Mãe solteira, Fernanda conta que depois da tragédia, não teve mais como trabalhar, passando a cuidar de Raíssa, zelando também por um outro pequeno, Isaac, de 11 meses. A desempregada relata que o valor de R$ 1 mil que recebia mensalmente a título de antecipação da indenização da prefeitura, além de contribuir no custeio do tratamento da filha, ajudava no pagamento da alimentação, das contas de água e luz e do aluguel, de R$ 500.
Após a suspensão do pagamento, Fernanda conta que passou a enfrentar muitas privações, até falta de alimentos. “Só Deus para ter misericórdia da gente. Às vezes, fico sem ter o que cozinhar”, reclama a moradora de Janaúba. Ela disse que a situação só não é pior porque recebe a ajuda da avó materna da filha, que recebe um benefício previdenciário.
Outro atingido pela tragédia é Flávio Oliveira Silva, de 34, pai de Flávia Nayara Oliveira Silva, de 8 anos, que teve 80% do corpo queimado durante o ataque ao centro de ensino infantil. A garota, então com 4 anos, foi transportada em estado grave para o Hospital João XXIII, em Belo Horizonte, onde ficou por dois meses e foi submetida a cirurgias plásticas.
Flávio afirma que trabalhava como montador de equipamentos de irrigação em plantações de banana. Com a tragédia, teve que interromper totalmente a atividade para cuidar da filha. A mulher, Élica Nayara Soares Dias, de 29, deixou o trabalho de cuidadora de idosos pelo mesmo motivo. O casal tem um outro filho, Emanuel, de 2 anos.
Hoje, Flávio conta que os “bicos” como servente de pedreiro não dão conta de evitar o aperto, principalmente depois que a prefeitura suspendeu os pagamentos mensais às famílias. Por causa da gravidade das queimaduras que sofreu, Flávia Nayara precisa usar cremes hidratantes e protetores de pele que têm custo elevado. Até agora, os produtos têm sido garantidos pela Associação dos Familiares das Vítimas e Sobreviventes da Tragédia da Creche Gente Inocente. “O dinheiro da associação está acabando, e não sabemos como a gente vai fazer”, preocupa-se o servente de pedreiro, ao lembrar que a filha ainda terá que ser submetida a novas cirurgias plásticas, por causa das marcas deixadas pelas queimaduras. Flávio também reclama do valor da indenização proposta pela Prefeitura de Janaúba. “Precisamos de um valor para o tratamento da nossa filha e que ajude a gente a sobreviver”, solicita.

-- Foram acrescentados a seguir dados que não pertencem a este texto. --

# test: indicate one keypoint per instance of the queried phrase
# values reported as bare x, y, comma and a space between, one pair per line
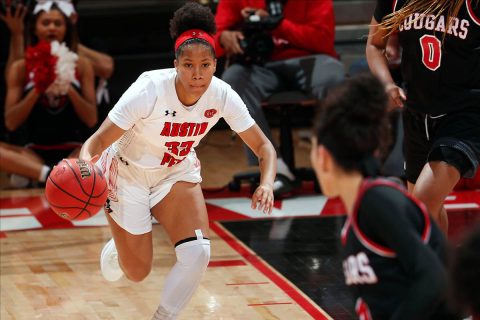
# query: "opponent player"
148, 142
393, 252
441, 69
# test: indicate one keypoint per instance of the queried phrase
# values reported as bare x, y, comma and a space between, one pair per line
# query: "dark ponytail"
192, 15
352, 124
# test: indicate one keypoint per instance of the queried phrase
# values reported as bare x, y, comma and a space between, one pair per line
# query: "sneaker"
109, 265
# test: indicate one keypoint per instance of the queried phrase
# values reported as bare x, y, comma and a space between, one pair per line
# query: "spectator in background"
303, 56
57, 107
13, 17
103, 64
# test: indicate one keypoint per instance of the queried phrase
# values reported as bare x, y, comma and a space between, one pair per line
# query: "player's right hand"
230, 41
396, 95
262, 198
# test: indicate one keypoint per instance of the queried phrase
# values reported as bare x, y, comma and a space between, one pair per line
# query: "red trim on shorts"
471, 13
62, 146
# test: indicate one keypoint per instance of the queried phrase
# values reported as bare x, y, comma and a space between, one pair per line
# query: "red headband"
194, 34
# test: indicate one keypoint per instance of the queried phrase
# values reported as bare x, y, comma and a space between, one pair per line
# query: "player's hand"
263, 198
249, 11
95, 158
230, 41
396, 95
13, 18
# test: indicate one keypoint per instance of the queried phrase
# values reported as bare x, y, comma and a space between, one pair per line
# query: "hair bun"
192, 15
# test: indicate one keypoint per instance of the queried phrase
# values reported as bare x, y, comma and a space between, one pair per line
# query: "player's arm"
384, 215
136, 103
378, 62
18, 108
107, 134
256, 140
102, 63
14, 18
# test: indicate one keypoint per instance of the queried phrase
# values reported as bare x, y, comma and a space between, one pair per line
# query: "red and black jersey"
441, 70
394, 256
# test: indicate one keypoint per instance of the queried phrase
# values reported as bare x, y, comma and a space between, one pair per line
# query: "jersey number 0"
431, 52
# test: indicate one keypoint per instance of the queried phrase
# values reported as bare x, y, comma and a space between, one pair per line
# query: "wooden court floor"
51, 271
54, 274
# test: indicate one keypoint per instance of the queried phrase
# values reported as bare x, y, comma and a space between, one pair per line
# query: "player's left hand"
263, 198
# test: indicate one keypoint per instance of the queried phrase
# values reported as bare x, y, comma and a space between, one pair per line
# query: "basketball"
76, 189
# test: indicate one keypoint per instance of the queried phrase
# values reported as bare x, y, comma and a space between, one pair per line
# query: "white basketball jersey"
161, 131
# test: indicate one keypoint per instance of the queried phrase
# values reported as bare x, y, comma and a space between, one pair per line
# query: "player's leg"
183, 215
435, 182
133, 253
130, 251
454, 153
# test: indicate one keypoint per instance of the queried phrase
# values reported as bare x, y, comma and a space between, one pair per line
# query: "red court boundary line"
246, 283
226, 263
291, 290
267, 304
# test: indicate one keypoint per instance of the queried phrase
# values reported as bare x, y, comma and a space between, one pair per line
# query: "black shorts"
453, 138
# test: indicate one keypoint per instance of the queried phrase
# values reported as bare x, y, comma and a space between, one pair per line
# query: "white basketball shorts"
133, 191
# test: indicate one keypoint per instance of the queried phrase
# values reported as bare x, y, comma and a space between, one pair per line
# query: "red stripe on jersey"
394, 5
471, 12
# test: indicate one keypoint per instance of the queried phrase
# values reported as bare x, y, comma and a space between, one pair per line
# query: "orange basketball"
76, 189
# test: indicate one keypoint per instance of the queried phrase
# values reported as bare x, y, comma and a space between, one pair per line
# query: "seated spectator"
103, 64
301, 36
50, 93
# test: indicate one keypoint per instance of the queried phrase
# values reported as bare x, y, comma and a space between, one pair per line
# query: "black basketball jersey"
393, 256
441, 75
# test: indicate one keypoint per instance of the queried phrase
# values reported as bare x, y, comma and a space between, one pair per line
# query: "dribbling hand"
396, 96
263, 198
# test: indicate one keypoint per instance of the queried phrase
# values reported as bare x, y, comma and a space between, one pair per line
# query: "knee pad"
456, 153
193, 253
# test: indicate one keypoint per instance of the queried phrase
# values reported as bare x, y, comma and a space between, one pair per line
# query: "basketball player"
393, 252
441, 69
147, 153
56, 124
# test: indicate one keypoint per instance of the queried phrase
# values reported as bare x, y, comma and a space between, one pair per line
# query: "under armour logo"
125, 162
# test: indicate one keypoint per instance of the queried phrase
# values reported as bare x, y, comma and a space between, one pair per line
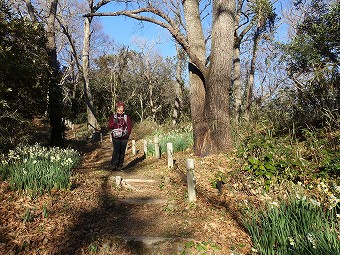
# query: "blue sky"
125, 31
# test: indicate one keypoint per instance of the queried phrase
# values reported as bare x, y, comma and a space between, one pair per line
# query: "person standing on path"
121, 126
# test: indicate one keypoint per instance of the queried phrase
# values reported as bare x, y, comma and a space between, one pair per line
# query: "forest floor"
148, 214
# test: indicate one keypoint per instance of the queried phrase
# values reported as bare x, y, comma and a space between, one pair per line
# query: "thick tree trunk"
237, 90
218, 138
250, 81
197, 97
91, 116
178, 87
55, 91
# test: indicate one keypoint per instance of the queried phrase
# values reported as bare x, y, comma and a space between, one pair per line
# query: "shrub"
298, 226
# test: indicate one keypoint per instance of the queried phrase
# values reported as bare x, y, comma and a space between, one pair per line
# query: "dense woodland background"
252, 94
49, 71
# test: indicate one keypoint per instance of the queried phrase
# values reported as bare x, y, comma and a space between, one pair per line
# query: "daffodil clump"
298, 225
37, 169
181, 139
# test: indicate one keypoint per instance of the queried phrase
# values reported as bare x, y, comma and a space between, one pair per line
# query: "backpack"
121, 128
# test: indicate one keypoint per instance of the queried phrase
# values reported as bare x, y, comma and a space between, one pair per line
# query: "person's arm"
129, 124
112, 122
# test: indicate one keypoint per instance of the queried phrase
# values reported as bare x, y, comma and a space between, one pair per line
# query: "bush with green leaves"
297, 226
36, 169
313, 155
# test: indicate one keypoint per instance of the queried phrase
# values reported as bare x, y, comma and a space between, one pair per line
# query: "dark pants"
119, 147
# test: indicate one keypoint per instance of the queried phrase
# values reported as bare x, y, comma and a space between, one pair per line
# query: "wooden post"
170, 155
145, 145
118, 181
191, 180
157, 151
133, 147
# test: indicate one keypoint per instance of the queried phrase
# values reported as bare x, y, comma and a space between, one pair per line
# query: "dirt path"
147, 214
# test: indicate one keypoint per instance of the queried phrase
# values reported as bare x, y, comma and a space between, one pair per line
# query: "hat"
120, 104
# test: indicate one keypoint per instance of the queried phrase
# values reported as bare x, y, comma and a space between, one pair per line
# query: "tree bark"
209, 87
197, 87
55, 91
250, 80
91, 117
178, 87
218, 137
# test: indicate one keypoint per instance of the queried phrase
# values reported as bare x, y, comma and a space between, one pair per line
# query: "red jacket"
120, 117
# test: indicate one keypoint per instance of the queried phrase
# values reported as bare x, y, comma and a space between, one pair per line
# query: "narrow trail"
143, 215
125, 219
148, 214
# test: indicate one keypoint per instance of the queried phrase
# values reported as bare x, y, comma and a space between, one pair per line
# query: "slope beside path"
148, 213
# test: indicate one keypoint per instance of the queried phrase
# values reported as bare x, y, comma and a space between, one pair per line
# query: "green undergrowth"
36, 169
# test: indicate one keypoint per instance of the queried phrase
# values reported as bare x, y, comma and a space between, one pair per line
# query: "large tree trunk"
250, 80
218, 138
178, 104
197, 97
55, 91
91, 117
237, 90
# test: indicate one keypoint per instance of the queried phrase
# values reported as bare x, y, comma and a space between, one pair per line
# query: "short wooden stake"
170, 155
191, 180
118, 181
133, 142
145, 145
157, 151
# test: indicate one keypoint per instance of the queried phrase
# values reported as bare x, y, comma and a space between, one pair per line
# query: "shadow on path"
107, 221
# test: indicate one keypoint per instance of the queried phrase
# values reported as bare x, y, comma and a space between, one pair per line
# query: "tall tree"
312, 59
209, 82
257, 16
54, 88
91, 113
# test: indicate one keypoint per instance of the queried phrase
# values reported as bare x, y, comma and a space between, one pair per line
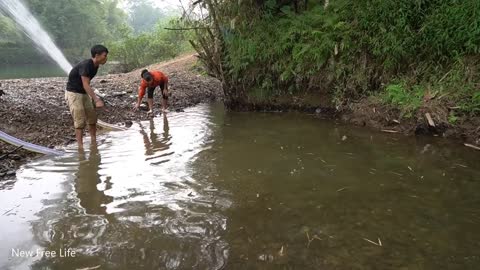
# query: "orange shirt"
158, 78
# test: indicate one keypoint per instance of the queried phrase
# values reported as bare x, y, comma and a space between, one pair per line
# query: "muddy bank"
431, 119
34, 110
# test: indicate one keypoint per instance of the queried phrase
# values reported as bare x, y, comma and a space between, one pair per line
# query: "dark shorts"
151, 89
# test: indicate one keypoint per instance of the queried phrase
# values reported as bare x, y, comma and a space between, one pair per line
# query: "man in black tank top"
80, 96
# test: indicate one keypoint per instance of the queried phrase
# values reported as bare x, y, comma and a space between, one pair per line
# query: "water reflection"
92, 197
257, 191
155, 143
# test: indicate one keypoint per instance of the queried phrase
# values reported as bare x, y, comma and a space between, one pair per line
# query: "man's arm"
89, 90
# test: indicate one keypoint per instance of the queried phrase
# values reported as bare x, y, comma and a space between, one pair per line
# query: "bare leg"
79, 137
93, 133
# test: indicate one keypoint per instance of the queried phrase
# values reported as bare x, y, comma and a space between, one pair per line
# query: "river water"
209, 189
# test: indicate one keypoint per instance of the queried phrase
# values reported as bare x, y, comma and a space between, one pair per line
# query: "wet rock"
15, 157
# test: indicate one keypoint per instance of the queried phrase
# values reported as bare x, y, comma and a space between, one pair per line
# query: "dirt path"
34, 110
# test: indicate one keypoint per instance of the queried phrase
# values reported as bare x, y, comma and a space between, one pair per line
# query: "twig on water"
342, 189
11, 152
10, 210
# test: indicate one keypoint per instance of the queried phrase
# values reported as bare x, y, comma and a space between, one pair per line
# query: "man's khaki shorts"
81, 108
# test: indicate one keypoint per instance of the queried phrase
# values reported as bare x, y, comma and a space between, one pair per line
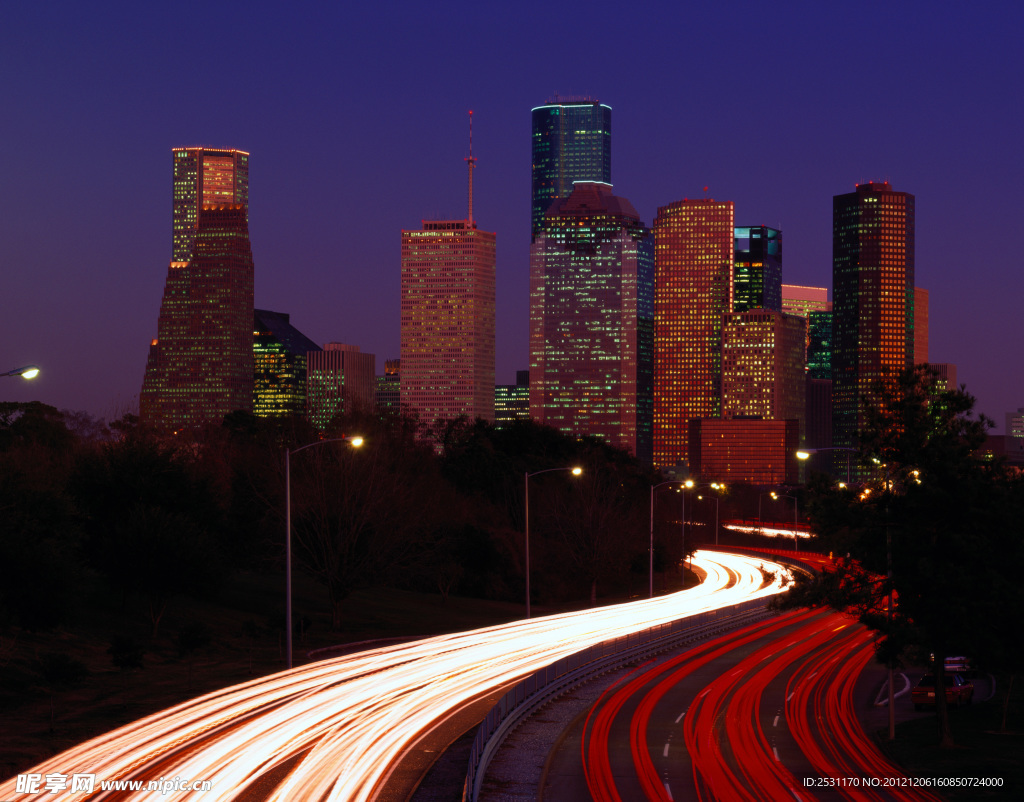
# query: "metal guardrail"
572, 671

TRAUMA: Ivani Lopes Nunes Santana, que trabalhava como auxiliar em uma das salas da antiga Creche Gente Inocente, diz que o trauma diante do horror do incêndio criminoso a obrigou a se afastar do trabalho. Ivani afirma ainda que passa por sérias dificuldades, pois, sem conseguir atendimento público, precisa custear as despesas com psicólogo. Quanto ao valor da indenização oferecido às vítimas pelo Executivo Municipal, classifica como “uma proposta de acordo desumana”.